The traditional players amongst us say that such things don't really change the fundamentals, that "it will take time for people to trust these new mechanisms."

I'll never login with Facebook to my bank.

I won't pay with my mobile phone unless I understand how secure it is. This NFC technology is too new and there's no common standard.

Huh?

The same people who said this probably said...

I'll never use email, there's nothing like calling someone or a face-to-face discussion to solve a problem

I'll never use an ATM machine, I don't trust a machine to give me money.

I'll never get a cell phone -- I don't want people to be able to call me whenever and wherever I am.

I will never put my credit card details on a website online -- are you crazy?

I'll never bank online. Not in my lifetime...

I'll never need a Facebook account -- it's a waste of time, it's just for college students.

Really?

If you are saying you won't do something that millions of other people are already doing, that's a sure sign that it's going to disrupt the hell out of your business and you're in trouble.

If you're not planning to work differently, if you're not thinking differently, then you're just out of touch, you're just one step away from irrelevance. You're fighting the flow upstream and getting pushed towards disaster.

The one constant of the internet-enabled world is that you have to be ready to change constantly. Resistence is not only futile, it's stupid and very costly in the long run. It's cheap and easy to be social right now, same for mobile -- it won't be in the future.

Right now you have two choices.

Start experimenting with how to adapt to these new methods

Start figuring out what people want to talk about on social media. When they're using their phones at a store, for searching on products, when they check-in, tweet or update their Facebook status.

Start talking to them. Start sharing content that isn't marketing messages pushed down their throat, but helps them.

Start trusting consumers to talk to you about your brand, your products and about what they want from their bank or services provider. Understand you can't control the conversation, but you can and should participate in it.

Open up new products and services based on social media. Get consumers to give voice to their needs and help you form those ideas. OCBC, DBS, First Direct, ASB and Comm Bank are all trying different types of crowdsourcing to develop better relationships with their customer base.

OR... Ignore the obvious, get ready to be displaced

Our customers don't feel safe using Facebook for login!
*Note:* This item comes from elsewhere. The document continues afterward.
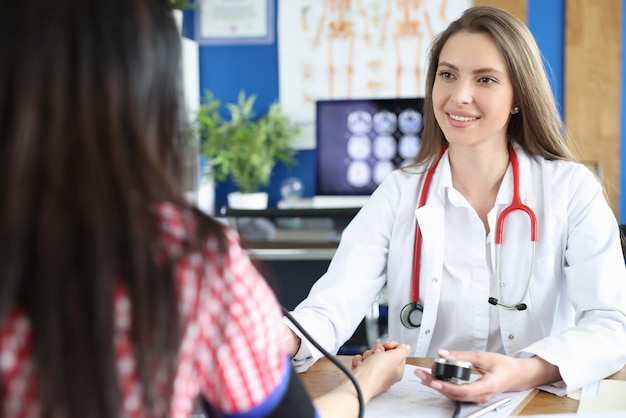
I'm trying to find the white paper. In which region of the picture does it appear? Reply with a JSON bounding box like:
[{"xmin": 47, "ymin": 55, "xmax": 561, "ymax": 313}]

But some of them might... how long before most of them will? How do you meet your KYC requirements and keep customers safe when allowing them to do this? Are you going to wait till everyone else is doing it, or are you going to learn how to do it properly and securely now. Are you asking your compliance teams to find ways of figuring out how to do this stuff safely?

It will take years for the mobile wallet and NFC to take off!

Right now Google and Apple are eating your lunch and you don't even know it. You are getting ready to write off the one device that is most critical for connections and context with your customers in the later part of this decade. Someone else is going to own your customers, and as banks we're going to be paying the likes of Google to include our branded card in their wallet, or our products and services and messages on their platform.

We already have to ask permission from Google and Apple to give our customers our App.

Don't want to change! You will...

The fact is most of the last two decades we've been facing constant change, and no one organization has been able to resist the shift because customers decide how and when you'll engage with them.

Customers have already decided they want their mobile device to be their bank. They've already decided that they want to discuss your brand and your service capability in the open community of social media.

If you're a bank, it's time for you to decide whether you want to stay relevant to your customers, or ignore the obvious and go away.